Welcoming our new Soft Matter Editorial Board Members

We are excited to welcome three new members to the Soft Matter editorial board Gijsje Koenderink (AMOLF), Emanuela Zaccarelli (Sapienza University of Rome), Xuehua Zhang (RMIT University). 

 

Gijsje Koenderink is professor of Biological Soft Matter at the NWO Institute AMOLF in Amsterdam, where she also heads the Systems Biophysics Department. She is furthermore affiliated with the Faculty of Sciences of the Vrije Universiteit Amsterdam. She received her PhD in chemistry from Utrecht University, studying phase behaviour and dynamics in colloidal mixtures, and moved into the field of cell biophysics during her postdoc at Harvard University.

Koenderink’s research focuses on experimental physics of living matter, right at the interface of biophysics and soft condensed matter. Koenderink received several prestigious personals grants including an HFSP Young Investigator grant, NWO-VIDI, and ERC StG grant.

 

 

Emanuela Zaccarelli is a Senior Researcher at the Institute of Complex Systems of the Italian National Research Council (CNR), based at the Physics Department of the Sapienza University of Rome. After graduating in Physics at the same University in 1999, she obtained a PhD in Physical Chemistry from the University College of Dublin, Ireland in 2002.

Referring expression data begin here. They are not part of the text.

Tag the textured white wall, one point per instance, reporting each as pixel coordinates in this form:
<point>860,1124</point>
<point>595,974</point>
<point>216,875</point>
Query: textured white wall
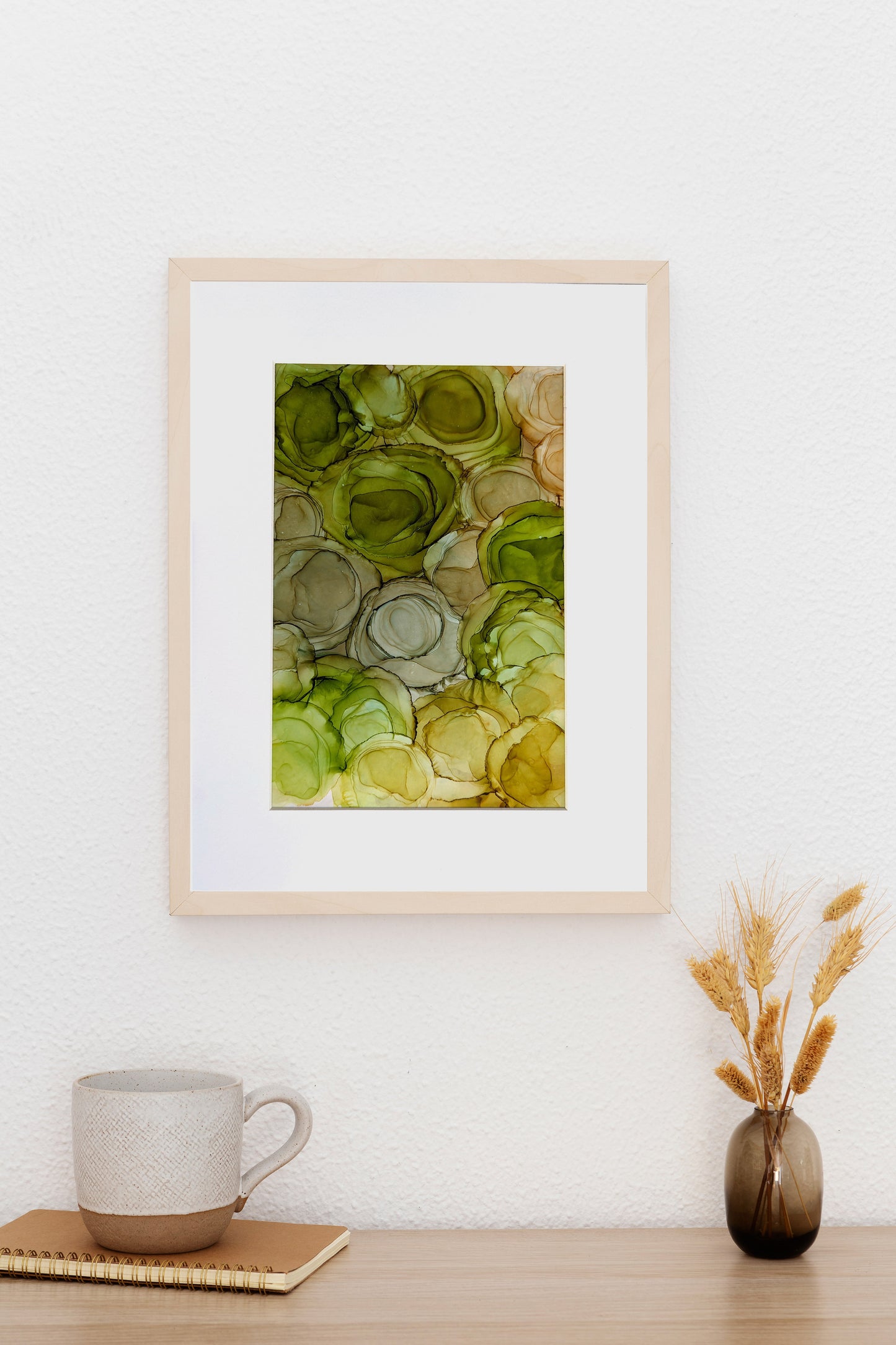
<point>463,1071</point>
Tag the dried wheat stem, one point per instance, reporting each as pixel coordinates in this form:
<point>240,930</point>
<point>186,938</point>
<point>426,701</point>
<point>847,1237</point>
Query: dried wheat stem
<point>737,1080</point>
<point>845,901</point>
<point>771,1076</point>
<point>812,1055</point>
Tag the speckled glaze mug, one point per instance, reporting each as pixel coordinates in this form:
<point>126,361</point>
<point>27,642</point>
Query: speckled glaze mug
<point>157,1155</point>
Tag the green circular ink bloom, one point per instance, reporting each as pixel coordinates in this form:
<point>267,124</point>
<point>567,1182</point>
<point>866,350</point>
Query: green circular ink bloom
<point>307,754</point>
<point>313,421</point>
<point>463,411</point>
<point>381,398</point>
<point>526,545</point>
<point>390,503</point>
<point>507,628</point>
<point>360,702</point>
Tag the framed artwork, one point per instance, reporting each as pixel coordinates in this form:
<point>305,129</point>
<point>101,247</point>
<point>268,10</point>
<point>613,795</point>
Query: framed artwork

Emanuela’s main research interests are on phase behavior and dynamic arrest of complex fluids, including colloids with depletion interactions, star polymers, microgels, clays and patchy particles.

She was the first recipient of the Soft Matter Lectureship in 2009 for her studies on gels and glasses in colloidal suspensions.

 

 

Xuehua Zhang completed her PhD in Biomedical Engineering at Shanghai Jiao Tong University. From July 2014 on she joined RMIT University as an Associate Professor in School of Engineering and in October 2014 she was also appointed as a part-time Professor in Physics of Fluids Group at University of Twente.

Her research topics cover surface nanobubbles and nanodroplets, microwetting, surface forces, spontaneous emulsification, microextraction, self-assembly of colloids, evaporation and dissolution of multicomponent droplets, and bubble dynamics in catalytic reactions.

 

 

We are delighted that they have joined the Soft Matter team!